I'm closing the issue but feel free to reopen it in the future if needed.

mazatov commented 1 year ago

Thanks @SkalskiP , I was able to run it. I wonder if you can provide some input on the outputs I'm getting. I'm training a model on soccernet dataset with segmented soccer pitch lines. The output of the model is a bit strange.

While it's obvious that it is learning something it seems to struggle to learn background class. I wonder if I have to do something special for that as in the dataset, background is the largest class. Currently it's labeled as 0, and has a special name in the class list.

SkalskiP commented 1 year ago

Hi, @mazatov 👋🏻!

This looks like a very interesting project. How large is the dataset? How long did you train?

mazatov commented 1 year ago

The train dataset is about 16,000 images. I trained it only for 10 epochs hoping to see some progress before moving away from colab to something where it won't get interrupted. I was surprised to see this type of output. Usually other networks immediately give something quite reasonable very fast

On Tue, Apr 25, 2023, 00:03 Piotr Skalski @.***> wrote:

Hi, @mazatov https://github.com/mazatov 👋🏻!

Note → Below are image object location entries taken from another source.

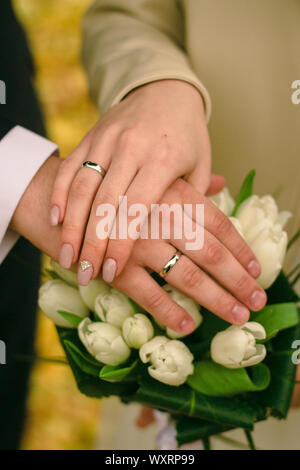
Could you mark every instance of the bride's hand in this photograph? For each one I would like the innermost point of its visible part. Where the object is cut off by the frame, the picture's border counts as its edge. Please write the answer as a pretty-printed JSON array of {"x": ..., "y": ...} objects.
[
  {"x": 216, "y": 276},
  {"x": 155, "y": 135}
]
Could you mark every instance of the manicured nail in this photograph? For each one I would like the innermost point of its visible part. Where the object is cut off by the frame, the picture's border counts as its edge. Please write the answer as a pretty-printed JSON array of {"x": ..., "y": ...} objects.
[
  {"x": 258, "y": 299},
  {"x": 240, "y": 314},
  {"x": 54, "y": 216},
  {"x": 66, "y": 255},
  {"x": 187, "y": 325},
  {"x": 85, "y": 272},
  {"x": 254, "y": 268},
  {"x": 109, "y": 270}
]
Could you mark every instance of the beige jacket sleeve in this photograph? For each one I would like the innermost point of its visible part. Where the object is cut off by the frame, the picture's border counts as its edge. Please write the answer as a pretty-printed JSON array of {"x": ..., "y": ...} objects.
[{"x": 128, "y": 43}]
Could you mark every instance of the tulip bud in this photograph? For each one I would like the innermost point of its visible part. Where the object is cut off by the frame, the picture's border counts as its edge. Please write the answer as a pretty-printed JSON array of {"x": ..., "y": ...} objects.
[
  {"x": 104, "y": 342},
  {"x": 236, "y": 346},
  {"x": 171, "y": 360},
  {"x": 90, "y": 292},
  {"x": 113, "y": 307},
  {"x": 64, "y": 274},
  {"x": 137, "y": 330},
  {"x": 262, "y": 228},
  {"x": 224, "y": 201},
  {"x": 188, "y": 304},
  {"x": 57, "y": 295}
]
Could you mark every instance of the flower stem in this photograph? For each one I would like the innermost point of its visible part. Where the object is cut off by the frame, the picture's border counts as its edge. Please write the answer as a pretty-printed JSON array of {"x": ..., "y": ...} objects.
[{"x": 250, "y": 440}]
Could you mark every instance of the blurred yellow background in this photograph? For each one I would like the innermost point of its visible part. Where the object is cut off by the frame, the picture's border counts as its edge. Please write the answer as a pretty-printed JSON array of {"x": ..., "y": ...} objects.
[{"x": 59, "y": 416}]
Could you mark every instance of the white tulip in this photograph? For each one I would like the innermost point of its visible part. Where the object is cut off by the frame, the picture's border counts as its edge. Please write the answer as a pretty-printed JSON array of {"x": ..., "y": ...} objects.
[
  {"x": 104, "y": 342},
  {"x": 113, "y": 307},
  {"x": 262, "y": 226},
  {"x": 90, "y": 292},
  {"x": 137, "y": 330},
  {"x": 224, "y": 201},
  {"x": 256, "y": 213},
  {"x": 65, "y": 274},
  {"x": 236, "y": 346},
  {"x": 171, "y": 360},
  {"x": 57, "y": 295},
  {"x": 237, "y": 225},
  {"x": 188, "y": 304}
]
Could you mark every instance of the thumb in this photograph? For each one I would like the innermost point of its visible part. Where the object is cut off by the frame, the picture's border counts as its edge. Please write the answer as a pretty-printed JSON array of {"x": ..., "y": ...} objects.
[{"x": 217, "y": 183}]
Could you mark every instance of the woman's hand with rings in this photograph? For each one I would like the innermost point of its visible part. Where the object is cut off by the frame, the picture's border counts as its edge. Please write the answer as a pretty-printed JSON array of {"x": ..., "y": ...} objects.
[
  {"x": 216, "y": 276},
  {"x": 157, "y": 134}
]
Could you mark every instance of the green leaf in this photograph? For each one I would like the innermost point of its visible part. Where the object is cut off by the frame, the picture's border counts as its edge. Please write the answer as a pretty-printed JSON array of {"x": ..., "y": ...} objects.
[
  {"x": 277, "y": 396},
  {"x": 215, "y": 380},
  {"x": 84, "y": 361},
  {"x": 245, "y": 192},
  {"x": 75, "y": 320},
  {"x": 237, "y": 411},
  {"x": 277, "y": 317},
  {"x": 117, "y": 373}
]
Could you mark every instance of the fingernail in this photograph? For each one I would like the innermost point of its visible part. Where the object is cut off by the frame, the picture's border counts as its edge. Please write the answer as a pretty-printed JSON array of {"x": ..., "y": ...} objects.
[
  {"x": 254, "y": 268},
  {"x": 187, "y": 325},
  {"x": 66, "y": 255},
  {"x": 240, "y": 314},
  {"x": 54, "y": 216},
  {"x": 109, "y": 270},
  {"x": 85, "y": 272},
  {"x": 258, "y": 299}
]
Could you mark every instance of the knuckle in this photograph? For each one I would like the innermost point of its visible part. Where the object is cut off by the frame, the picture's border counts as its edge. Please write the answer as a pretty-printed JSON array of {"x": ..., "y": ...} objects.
[
  {"x": 192, "y": 276},
  {"x": 221, "y": 224},
  {"x": 243, "y": 284},
  {"x": 156, "y": 300},
  {"x": 214, "y": 252}
]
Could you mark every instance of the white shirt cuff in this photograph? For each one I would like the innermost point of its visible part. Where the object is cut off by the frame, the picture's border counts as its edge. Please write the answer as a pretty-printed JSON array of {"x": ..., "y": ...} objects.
[{"x": 22, "y": 153}]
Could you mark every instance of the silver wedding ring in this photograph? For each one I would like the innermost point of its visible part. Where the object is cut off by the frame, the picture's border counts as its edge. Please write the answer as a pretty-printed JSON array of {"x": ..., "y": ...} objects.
[
  {"x": 94, "y": 166},
  {"x": 170, "y": 264}
]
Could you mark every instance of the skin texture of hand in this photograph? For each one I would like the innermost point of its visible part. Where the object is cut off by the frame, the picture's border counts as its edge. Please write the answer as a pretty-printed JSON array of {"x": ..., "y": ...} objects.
[
  {"x": 31, "y": 220},
  {"x": 157, "y": 134}
]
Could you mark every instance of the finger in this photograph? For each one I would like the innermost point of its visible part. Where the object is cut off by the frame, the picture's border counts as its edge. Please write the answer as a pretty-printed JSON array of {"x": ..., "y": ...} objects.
[
  {"x": 81, "y": 196},
  {"x": 146, "y": 189},
  {"x": 217, "y": 183},
  {"x": 194, "y": 282},
  {"x": 64, "y": 178},
  {"x": 221, "y": 227},
  {"x": 215, "y": 259},
  {"x": 101, "y": 219},
  {"x": 140, "y": 286}
]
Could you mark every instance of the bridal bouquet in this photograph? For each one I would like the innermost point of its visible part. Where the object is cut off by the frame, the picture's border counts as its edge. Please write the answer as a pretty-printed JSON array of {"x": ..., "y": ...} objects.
[{"x": 216, "y": 379}]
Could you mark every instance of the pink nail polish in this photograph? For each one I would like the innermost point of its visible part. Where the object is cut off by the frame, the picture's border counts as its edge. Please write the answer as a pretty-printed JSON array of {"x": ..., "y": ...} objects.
[
  {"x": 66, "y": 255},
  {"x": 254, "y": 268},
  {"x": 258, "y": 299},
  {"x": 187, "y": 325},
  {"x": 54, "y": 216},
  {"x": 109, "y": 270},
  {"x": 240, "y": 314},
  {"x": 85, "y": 273}
]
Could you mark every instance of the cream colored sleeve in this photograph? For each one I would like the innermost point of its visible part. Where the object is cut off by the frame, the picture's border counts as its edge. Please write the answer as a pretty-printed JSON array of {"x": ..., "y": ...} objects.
[{"x": 128, "y": 43}]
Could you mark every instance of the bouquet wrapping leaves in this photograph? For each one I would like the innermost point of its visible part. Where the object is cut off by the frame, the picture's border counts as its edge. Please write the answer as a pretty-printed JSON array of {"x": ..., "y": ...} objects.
[{"x": 109, "y": 342}]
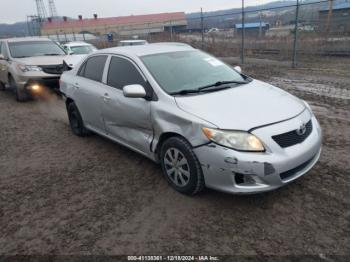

This looks like a very interesting project. How large is the dataset? How long did you train?

— Reply to this email directly, view it on GitHub https://github.com/roboflow/notebooks/issues/99#issuecomment-1520822908, or unsubscribe https://github.com/notifications/unsubscribe-auth/AG7PD63UOGGQQNUUIUC77XDXC3TDNANCNFSM6AAAAAAW7M4PDY . You are receiving this because you were mentioned.Message ID: @.***>

SkalskiP commented 1 year ago

The main problem here is the fact that the objects you try to detect are thin. In the past, I trained two models like that. And I managed to do that with Mask R-CNN and YOLOv7.

mazatov commented 1 year ago

I've tried Yolov7/8 and they do alright. I was just hoping to get better results with segformer or mask2former.